Partout dans le pays, faisons entendre notre voix !

La période pose plus que jamais la question de la politique internationale. La France ne doit pas reproduire les interventions militaires américaines désastreuses de l’après 11 septembre. Nous refusons les ventes d’armes et les coopérations économiques avec les pays qui financent les groupes terroristes. Notre diplomatie doit être au service de la paix, dans le cadre du droit international. Au Moyen-Orient nous devons soutenir les Kurdes et tous les défenseurs de la démocratie qui luttent contre Daesh. A l’échelle du monde, nous devons soutenir toutes les forces qui agissent dans le sens d’une paix juste et durable, notamment en Palestine. L’heure est plus que jamais à favoriser un accueil digne et massif pour les réfugiés qui fuient les guerres de par le monde entier.

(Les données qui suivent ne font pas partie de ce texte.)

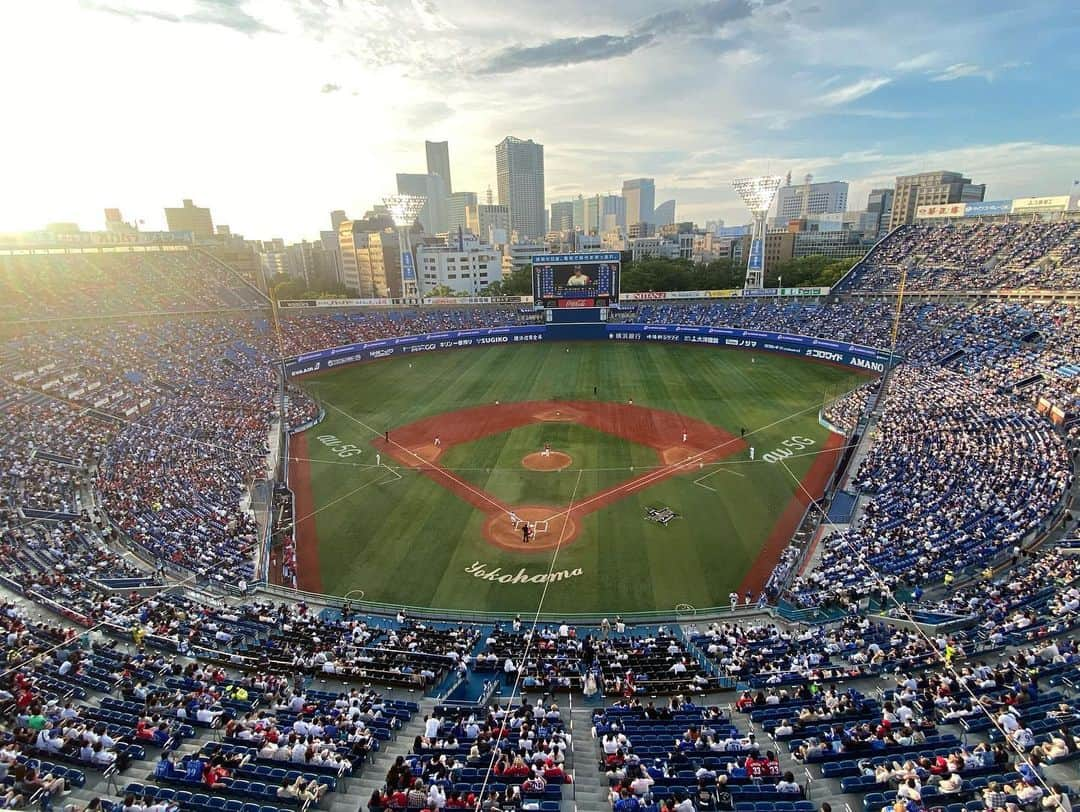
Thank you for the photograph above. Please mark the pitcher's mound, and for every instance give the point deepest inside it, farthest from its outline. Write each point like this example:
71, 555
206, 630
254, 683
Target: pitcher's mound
553, 461
550, 526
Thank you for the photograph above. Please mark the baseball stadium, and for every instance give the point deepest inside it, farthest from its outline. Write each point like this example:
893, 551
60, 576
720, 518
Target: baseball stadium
535, 484
771, 550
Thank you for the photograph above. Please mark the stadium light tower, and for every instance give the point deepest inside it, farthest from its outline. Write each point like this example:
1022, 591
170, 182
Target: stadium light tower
404, 210
757, 193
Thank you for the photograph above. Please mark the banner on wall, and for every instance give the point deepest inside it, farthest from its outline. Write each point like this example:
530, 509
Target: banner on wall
942, 210
1035, 205
723, 294
386, 302
987, 208
836, 352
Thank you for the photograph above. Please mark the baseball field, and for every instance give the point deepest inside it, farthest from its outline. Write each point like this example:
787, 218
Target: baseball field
629, 464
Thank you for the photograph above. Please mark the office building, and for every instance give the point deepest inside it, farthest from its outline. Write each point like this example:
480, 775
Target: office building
518, 256
664, 214
807, 200
329, 259
457, 210
520, 170
839, 244
432, 217
931, 188
364, 271
467, 269
640, 197
192, 218
562, 216
489, 221
439, 162
879, 202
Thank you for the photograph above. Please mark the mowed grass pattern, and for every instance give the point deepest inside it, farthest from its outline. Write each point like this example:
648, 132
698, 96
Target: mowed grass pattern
408, 541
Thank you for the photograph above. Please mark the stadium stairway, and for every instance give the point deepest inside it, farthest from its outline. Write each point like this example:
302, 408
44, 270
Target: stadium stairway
590, 789
374, 774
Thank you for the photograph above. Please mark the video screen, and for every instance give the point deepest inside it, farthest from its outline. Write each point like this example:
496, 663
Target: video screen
576, 280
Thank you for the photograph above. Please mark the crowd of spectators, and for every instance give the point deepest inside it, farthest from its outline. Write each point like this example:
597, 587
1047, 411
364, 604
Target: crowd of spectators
80, 284
956, 475
973, 255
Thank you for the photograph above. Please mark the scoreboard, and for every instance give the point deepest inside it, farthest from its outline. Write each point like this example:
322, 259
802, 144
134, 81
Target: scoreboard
586, 280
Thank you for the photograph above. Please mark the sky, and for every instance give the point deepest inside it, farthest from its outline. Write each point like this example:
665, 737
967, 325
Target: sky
272, 112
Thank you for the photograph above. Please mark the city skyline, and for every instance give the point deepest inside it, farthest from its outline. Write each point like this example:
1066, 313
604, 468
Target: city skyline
856, 92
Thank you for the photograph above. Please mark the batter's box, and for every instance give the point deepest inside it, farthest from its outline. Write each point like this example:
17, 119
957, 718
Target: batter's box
538, 527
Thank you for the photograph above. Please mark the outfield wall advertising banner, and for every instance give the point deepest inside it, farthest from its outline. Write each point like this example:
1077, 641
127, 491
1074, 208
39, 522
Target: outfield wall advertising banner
728, 294
386, 302
818, 349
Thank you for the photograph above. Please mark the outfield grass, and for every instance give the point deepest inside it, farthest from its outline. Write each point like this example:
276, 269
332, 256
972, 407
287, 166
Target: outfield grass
408, 541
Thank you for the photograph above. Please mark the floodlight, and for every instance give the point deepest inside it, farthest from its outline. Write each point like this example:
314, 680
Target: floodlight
404, 208
758, 193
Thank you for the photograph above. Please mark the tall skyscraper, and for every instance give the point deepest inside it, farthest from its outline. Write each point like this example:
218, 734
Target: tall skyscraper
439, 161
562, 215
489, 221
190, 218
433, 215
457, 206
520, 168
640, 197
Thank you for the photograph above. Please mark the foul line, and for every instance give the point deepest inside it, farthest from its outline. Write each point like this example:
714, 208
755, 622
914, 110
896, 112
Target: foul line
528, 644
663, 471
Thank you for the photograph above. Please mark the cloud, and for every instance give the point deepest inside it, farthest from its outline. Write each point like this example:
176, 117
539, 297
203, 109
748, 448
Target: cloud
922, 62
962, 70
566, 51
967, 70
850, 92
704, 18
701, 19
226, 13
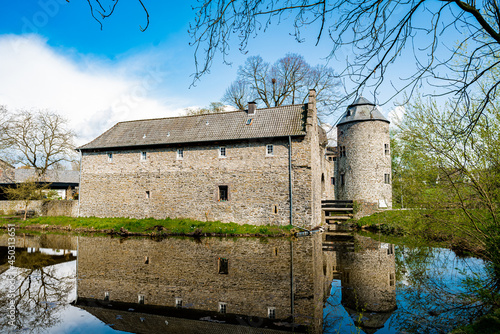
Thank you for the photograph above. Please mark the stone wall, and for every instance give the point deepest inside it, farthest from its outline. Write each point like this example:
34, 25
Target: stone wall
258, 274
364, 164
67, 208
165, 186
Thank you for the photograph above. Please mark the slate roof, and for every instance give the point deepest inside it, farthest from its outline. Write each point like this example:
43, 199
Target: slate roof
281, 121
362, 110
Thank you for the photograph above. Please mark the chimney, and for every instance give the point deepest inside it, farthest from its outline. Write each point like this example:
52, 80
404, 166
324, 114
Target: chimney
252, 106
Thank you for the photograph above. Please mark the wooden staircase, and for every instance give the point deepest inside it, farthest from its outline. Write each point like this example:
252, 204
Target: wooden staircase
337, 211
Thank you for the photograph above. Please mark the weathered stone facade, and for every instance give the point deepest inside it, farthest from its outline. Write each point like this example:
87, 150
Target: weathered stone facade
363, 166
119, 182
259, 275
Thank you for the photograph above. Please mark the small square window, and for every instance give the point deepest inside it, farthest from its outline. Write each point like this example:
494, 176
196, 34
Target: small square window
222, 308
222, 152
271, 312
269, 150
178, 302
223, 194
223, 266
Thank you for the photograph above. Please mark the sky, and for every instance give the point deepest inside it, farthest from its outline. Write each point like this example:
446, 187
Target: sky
55, 56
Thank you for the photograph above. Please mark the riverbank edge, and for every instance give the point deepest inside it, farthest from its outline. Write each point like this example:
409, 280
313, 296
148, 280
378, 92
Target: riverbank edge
425, 225
125, 227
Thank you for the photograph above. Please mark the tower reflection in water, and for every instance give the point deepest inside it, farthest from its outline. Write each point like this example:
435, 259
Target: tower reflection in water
233, 285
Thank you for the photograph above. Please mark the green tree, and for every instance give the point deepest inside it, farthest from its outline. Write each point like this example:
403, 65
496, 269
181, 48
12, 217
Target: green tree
26, 192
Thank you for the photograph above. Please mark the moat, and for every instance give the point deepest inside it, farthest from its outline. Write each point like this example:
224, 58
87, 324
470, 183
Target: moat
332, 282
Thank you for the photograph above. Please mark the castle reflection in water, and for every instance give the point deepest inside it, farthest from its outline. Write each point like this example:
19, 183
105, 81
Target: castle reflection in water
244, 285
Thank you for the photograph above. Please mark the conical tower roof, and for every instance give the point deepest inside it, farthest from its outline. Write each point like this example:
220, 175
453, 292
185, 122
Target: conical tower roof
362, 110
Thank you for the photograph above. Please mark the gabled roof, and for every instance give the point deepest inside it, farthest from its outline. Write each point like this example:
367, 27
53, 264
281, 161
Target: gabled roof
266, 123
362, 110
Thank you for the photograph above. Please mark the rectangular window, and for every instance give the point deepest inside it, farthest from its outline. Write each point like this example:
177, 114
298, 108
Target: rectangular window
223, 193
222, 152
223, 266
271, 312
178, 302
222, 308
269, 150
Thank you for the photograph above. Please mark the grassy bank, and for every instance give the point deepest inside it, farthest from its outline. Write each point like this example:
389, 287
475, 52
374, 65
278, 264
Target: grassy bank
149, 226
439, 227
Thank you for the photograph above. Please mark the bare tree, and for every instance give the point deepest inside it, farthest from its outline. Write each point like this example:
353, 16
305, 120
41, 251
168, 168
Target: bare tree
439, 35
39, 139
213, 108
287, 81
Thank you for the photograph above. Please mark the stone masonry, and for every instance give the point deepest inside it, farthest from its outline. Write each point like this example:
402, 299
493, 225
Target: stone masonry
164, 185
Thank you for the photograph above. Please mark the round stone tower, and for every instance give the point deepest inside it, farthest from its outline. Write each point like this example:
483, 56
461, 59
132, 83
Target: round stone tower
363, 168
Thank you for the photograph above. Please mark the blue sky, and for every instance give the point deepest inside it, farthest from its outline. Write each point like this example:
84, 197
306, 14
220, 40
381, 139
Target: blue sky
54, 55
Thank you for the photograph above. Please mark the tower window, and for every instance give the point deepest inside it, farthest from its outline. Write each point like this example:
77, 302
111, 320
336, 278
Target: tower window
178, 302
223, 193
269, 150
222, 152
222, 308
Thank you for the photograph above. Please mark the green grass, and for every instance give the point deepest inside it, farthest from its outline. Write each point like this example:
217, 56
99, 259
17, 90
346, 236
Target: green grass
149, 225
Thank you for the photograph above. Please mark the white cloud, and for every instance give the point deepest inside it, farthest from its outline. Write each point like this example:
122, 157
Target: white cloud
92, 93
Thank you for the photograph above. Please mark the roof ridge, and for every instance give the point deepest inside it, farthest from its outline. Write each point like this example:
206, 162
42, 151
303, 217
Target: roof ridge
218, 113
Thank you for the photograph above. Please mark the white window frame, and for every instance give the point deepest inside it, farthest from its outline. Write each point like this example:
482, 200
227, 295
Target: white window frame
222, 148
267, 150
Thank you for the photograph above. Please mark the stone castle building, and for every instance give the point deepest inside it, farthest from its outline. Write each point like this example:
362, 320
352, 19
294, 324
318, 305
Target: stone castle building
255, 166
363, 166
243, 166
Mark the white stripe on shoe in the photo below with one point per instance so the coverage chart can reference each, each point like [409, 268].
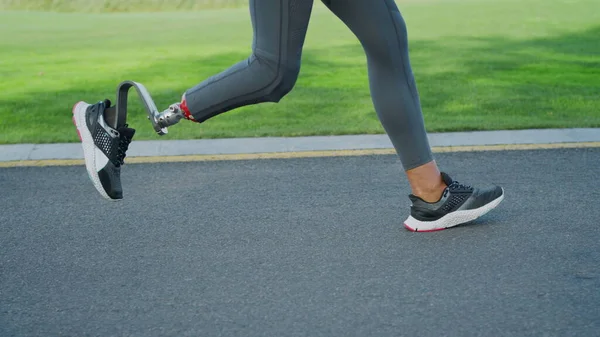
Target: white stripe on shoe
[90, 151]
[451, 219]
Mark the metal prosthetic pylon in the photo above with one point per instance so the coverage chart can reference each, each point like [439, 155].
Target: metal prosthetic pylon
[160, 120]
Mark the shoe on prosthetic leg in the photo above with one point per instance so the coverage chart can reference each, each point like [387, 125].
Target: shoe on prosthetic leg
[104, 146]
[458, 204]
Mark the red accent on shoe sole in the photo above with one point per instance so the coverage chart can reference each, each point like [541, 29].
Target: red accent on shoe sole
[186, 110]
[423, 231]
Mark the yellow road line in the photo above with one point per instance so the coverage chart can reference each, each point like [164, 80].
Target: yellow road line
[301, 154]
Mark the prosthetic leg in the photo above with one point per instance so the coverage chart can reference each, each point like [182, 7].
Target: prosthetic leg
[160, 120]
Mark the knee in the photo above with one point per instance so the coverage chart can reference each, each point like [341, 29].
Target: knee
[283, 83]
[281, 79]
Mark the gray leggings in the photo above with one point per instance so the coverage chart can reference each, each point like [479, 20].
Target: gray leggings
[272, 69]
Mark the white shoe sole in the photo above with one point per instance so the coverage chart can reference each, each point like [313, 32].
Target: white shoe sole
[451, 219]
[87, 142]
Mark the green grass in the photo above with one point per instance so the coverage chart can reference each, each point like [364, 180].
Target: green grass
[479, 65]
[117, 5]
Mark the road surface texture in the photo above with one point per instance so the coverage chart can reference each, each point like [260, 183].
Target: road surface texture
[300, 247]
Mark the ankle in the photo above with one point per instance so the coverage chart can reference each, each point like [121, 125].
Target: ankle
[430, 193]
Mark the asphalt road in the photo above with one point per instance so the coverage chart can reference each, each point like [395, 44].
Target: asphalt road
[300, 247]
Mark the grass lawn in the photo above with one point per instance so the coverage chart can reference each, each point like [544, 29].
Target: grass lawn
[480, 65]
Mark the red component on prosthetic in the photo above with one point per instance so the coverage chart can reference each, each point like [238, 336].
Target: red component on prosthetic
[186, 110]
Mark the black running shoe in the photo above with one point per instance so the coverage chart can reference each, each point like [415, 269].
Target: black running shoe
[458, 204]
[104, 147]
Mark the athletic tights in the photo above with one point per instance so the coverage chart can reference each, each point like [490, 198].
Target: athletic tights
[271, 71]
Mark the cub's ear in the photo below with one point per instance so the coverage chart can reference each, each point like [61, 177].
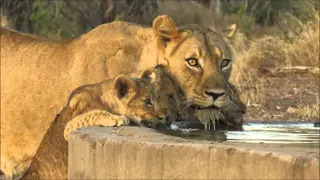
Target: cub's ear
[148, 75]
[125, 87]
[165, 29]
[231, 31]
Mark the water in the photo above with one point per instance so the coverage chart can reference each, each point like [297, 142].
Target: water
[255, 132]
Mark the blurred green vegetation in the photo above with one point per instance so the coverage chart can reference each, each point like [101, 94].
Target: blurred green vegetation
[71, 18]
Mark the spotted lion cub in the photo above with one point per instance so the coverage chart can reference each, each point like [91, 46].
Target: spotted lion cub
[146, 101]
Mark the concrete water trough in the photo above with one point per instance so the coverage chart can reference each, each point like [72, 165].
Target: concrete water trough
[142, 153]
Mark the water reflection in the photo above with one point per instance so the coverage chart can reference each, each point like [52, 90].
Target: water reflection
[254, 132]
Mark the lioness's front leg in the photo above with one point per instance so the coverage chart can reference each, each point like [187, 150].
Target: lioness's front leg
[95, 118]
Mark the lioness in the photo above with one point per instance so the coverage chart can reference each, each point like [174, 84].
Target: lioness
[146, 101]
[37, 74]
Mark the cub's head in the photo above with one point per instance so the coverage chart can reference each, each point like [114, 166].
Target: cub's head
[198, 58]
[143, 100]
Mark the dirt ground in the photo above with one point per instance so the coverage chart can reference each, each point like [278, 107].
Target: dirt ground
[283, 93]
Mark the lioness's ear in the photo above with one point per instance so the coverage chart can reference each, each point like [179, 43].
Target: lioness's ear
[148, 75]
[125, 87]
[164, 29]
[231, 31]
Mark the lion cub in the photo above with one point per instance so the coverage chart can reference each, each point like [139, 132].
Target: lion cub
[145, 101]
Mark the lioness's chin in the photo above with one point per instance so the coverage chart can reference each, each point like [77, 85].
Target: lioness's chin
[211, 104]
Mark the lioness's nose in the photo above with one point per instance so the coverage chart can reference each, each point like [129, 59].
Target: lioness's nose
[215, 94]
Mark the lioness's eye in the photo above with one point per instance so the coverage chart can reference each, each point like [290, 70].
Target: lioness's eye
[225, 63]
[147, 102]
[192, 61]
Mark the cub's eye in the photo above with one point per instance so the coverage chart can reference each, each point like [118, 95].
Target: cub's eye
[192, 61]
[171, 98]
[225, 63]
[147, 102]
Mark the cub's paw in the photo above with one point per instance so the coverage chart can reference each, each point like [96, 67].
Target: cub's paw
[111, 121]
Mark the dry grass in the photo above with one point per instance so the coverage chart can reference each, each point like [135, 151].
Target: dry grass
[307, 111]
[259, 56]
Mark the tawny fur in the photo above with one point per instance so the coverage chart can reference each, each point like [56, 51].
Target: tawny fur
[98, 104]
[37, 74]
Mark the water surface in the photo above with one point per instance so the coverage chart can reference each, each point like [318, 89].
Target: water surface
[293, 133]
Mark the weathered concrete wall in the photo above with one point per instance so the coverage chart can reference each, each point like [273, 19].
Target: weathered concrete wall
[140, 153]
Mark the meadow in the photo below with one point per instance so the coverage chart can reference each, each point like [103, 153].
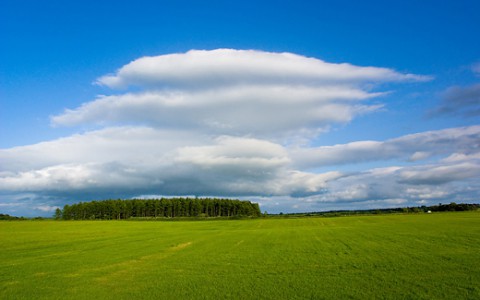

La paix et la justice doivent également être les boussoles des politiques à l’intérieur du pays. Après le choc des assassinats, comme après les attentats de janvier, beaucoup de voix s’unissent pour citer la devise de la république : « Liberté, Egalité, Fraternité ». L’urgence est de la rendre réelle pour l’ensemble des jeunes. L’éducation doit être une priorité politique. Il est grand temps d’agir pour la sécurisation de nos parcours professionnels et de vies. De l’école à l’insertion en passant par la culture : plus aucun jeune ne doit être plongé dans l’incertitude et la perte de repère dont se nourrissent les terroristes. S’il y a bien une situation qui mérite l’Etat d’urgence, c’est celle des jeunes en France victimes de discriminations. Nous pensons à tous les jeunes victimes de racisme au quotidien, de contrôles au faciès, de discriminations à l’embauche. La jeunesse risque de souffrir de la récupération politique des forces réactionnaires et de l’extrême droite à la suite de ces attentats. Mais aussi les jeunes de quartiers populaires ou de territoires ruraux délaissés, victimes de discriminations territoriales, les femmes victimes du sexisme, les jeunes discriminés pour leur identité sexuelle…

L’urgence est de mettre un terme aux divisions et aux inégalités. Nous avons des solutions et plus que jamais, la génération de la crise refuse d’être celle de la guerre ! Nous appelons à la constitution d’espaces d’échange, de débat et d’engagements ouverts à l’ensemble des jeunes pour que la société de demain ne se construise pas sans nous.